Ainda segundo estes autores, “para as famílias de nível educacional e renda mais altos” o diagnóstico de hanseníase “representa [...] uma ameaça direta à imagem pública e ao sentimento de identidade que elas desejam projetar para o mundo social e para si mesmas.” Para as famílias de níveis de educação e renda mais baixos, que fazem “menor investimento na imagem pública”, este diagnóstico “[...] tende a se revelar como um problema maior apenas enquanto ameaça à capacidade de trabalho.” (QUEIROZ; PUNTEL, 1997, p. 105).

Cumpre relembrar que o reconhecimento da doença pelos homens “[...] significou uma ameaça ao papel de provedor da sobrevivência familiar.” Já para as mulheres, o “[...] não-cumprimento de suas funções dentro da família” mostraria a ‘incapacidade’ de sua administração doméstica e do cuidado com os filhos, motivo para serem abandonadas pelos maridos ou companheiros. (OLIVEIRA; ROMANELLI, 1998, p. 55). Estes autores (1998, p. 57) observaram ainda que as mulheres “[...] vivem num clima de incerteza quanto à transmissão da doença para os filhos, e mesmo assim preferem ocultar destes a doença.”

Romero-Salazar e outros (1995, p. 538),. em estudo realizado na Venezuela, chamaram a atenção para a associação entre as declarações da maioria dos doentes que se declaram próximos e amparados por suas famílias com a “quase total inexistência de deformidades” nesta população. Não descartaram, porém, a construção desta percepção dos doentes a partir de “situações reais não discriminatórias” no âmbito familiar.

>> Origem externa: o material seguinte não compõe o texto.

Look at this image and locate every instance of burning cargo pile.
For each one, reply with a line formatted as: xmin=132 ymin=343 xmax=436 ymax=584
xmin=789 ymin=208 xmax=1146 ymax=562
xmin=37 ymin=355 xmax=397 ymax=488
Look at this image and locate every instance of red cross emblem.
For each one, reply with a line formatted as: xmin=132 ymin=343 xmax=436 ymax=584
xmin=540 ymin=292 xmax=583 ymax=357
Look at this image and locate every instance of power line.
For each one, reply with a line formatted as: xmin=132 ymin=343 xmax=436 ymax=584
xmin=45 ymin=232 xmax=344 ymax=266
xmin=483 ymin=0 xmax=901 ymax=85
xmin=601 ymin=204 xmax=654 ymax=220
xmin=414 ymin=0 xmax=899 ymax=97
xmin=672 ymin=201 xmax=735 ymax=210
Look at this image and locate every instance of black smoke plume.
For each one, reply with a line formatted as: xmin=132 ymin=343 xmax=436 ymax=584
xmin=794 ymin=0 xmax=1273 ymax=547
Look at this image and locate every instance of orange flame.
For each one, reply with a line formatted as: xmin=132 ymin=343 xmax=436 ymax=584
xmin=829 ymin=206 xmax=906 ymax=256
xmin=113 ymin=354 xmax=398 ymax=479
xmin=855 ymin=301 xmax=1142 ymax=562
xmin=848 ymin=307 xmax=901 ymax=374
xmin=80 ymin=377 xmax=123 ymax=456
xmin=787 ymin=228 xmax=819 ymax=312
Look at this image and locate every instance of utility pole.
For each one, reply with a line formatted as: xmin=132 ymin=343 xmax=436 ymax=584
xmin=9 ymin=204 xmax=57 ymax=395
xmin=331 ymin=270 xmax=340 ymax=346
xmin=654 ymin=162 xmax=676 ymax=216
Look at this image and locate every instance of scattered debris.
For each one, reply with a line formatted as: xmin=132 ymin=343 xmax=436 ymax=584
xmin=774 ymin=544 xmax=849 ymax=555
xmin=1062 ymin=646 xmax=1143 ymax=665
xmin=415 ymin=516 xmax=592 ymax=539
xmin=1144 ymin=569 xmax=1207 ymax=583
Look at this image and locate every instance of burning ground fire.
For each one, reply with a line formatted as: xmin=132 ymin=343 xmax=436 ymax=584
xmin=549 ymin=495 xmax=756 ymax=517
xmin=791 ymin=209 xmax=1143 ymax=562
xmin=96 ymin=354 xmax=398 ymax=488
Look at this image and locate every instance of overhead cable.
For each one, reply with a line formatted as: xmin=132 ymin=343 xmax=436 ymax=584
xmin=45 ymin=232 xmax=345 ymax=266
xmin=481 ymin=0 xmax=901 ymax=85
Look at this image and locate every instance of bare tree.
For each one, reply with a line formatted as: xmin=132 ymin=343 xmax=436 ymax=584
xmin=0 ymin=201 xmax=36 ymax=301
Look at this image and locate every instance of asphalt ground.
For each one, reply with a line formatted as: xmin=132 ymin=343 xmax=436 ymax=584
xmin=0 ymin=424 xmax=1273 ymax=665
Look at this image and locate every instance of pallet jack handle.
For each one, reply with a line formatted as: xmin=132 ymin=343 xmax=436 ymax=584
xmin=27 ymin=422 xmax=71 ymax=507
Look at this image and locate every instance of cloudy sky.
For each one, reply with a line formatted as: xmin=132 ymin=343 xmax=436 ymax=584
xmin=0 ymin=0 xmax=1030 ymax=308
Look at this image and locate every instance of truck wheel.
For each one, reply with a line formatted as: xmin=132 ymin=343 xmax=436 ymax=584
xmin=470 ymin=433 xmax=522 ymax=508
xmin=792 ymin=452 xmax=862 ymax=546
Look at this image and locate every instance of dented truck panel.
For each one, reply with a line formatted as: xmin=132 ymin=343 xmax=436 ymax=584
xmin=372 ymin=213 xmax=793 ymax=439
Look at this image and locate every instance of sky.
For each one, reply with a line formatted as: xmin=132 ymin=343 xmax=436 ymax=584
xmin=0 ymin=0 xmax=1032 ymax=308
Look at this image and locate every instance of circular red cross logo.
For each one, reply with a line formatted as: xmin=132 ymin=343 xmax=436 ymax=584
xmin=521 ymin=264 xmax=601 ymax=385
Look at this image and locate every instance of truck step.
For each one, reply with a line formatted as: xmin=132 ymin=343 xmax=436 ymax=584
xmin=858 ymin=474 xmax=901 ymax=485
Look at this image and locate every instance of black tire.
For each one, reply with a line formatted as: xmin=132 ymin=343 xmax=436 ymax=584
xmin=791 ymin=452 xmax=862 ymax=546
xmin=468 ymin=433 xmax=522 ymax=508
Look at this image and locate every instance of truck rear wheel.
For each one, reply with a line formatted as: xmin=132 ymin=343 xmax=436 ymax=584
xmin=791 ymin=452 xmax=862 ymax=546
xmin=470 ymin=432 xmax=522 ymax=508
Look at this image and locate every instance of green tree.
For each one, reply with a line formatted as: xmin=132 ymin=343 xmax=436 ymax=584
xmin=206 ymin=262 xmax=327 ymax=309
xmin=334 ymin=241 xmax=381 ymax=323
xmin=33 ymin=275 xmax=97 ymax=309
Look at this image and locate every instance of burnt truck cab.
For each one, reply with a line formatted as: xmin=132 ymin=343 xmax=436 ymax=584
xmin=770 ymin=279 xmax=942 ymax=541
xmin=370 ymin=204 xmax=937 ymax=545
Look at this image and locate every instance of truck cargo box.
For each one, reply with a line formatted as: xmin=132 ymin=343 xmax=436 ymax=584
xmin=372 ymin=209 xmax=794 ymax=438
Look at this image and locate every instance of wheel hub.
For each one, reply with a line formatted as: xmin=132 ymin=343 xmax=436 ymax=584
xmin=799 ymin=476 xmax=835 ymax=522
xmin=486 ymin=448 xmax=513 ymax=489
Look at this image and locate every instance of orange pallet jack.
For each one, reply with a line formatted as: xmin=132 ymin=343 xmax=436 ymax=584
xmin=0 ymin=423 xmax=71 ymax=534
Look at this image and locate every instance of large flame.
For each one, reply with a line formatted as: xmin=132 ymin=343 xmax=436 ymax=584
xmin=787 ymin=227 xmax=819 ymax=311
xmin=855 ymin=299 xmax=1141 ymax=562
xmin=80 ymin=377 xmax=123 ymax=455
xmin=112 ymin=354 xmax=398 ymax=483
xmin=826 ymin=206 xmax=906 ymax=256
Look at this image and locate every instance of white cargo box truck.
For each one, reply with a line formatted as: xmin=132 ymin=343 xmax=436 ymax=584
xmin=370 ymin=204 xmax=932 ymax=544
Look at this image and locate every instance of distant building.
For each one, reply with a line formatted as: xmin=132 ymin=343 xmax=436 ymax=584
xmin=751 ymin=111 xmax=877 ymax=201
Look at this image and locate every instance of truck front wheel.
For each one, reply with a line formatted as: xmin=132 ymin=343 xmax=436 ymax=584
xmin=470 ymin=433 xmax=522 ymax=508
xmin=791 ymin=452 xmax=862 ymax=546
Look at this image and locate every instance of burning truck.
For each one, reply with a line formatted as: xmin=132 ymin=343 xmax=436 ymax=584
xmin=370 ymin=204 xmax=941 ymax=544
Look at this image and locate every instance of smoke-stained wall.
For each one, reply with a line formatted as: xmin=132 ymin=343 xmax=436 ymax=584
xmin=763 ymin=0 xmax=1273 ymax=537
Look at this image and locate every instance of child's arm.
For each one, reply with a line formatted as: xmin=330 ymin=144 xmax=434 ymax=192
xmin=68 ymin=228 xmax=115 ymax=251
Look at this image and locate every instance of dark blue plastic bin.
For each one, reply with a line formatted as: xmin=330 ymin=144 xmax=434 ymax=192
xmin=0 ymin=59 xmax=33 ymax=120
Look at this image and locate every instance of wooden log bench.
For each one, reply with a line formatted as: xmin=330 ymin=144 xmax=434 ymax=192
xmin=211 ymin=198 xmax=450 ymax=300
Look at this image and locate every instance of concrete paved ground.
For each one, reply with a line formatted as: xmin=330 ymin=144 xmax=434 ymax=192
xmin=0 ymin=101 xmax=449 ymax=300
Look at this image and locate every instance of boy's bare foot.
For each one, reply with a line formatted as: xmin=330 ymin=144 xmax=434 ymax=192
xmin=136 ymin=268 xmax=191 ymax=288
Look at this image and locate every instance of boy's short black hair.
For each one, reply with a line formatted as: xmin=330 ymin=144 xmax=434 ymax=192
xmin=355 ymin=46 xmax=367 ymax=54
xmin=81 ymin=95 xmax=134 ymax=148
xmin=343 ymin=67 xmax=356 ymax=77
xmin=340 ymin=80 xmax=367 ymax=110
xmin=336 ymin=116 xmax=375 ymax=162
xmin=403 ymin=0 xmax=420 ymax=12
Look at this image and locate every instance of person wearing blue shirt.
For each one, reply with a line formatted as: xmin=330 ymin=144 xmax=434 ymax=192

Todas as características acima citadas demonstram que o acompanhamento do portador de hanseníase requer da equipe de saúde o “[...] reconhecimento da necessidade de uma maior sensibilidade diante do sofrimento do paciente.” (CAPRARA; FRANCO, 1999, p. 648). E, acrescentaria, do sofrimento de suas famílias, necessitadas de esclarecimentos que facilitem o acolhimento dos doentes sem a convivência prolongada com temores derivados do estigma da doença e sem correspondência com seu potencial de contágio e suas manifestações clínicas.

Para conseguir fazer isto, as equipes de saúde precisam conhecer tanto os “prejuízos reais” acarretados pelos efeitos biológicos da hanseníase em homens e mulheres como os prejuízos decorrentes de concepções “resultantes do seu meio socioeconômico e cultural”. E isto inclui a identificação das repercussões desta doença nas famílias, espaço onde o membro ameaçado pela hanseníase precisa “[...] encontrar suporte para enfrentar o sofrimento.” (OLIVEIRA; ROMANELLI, 1998, p. 56-57).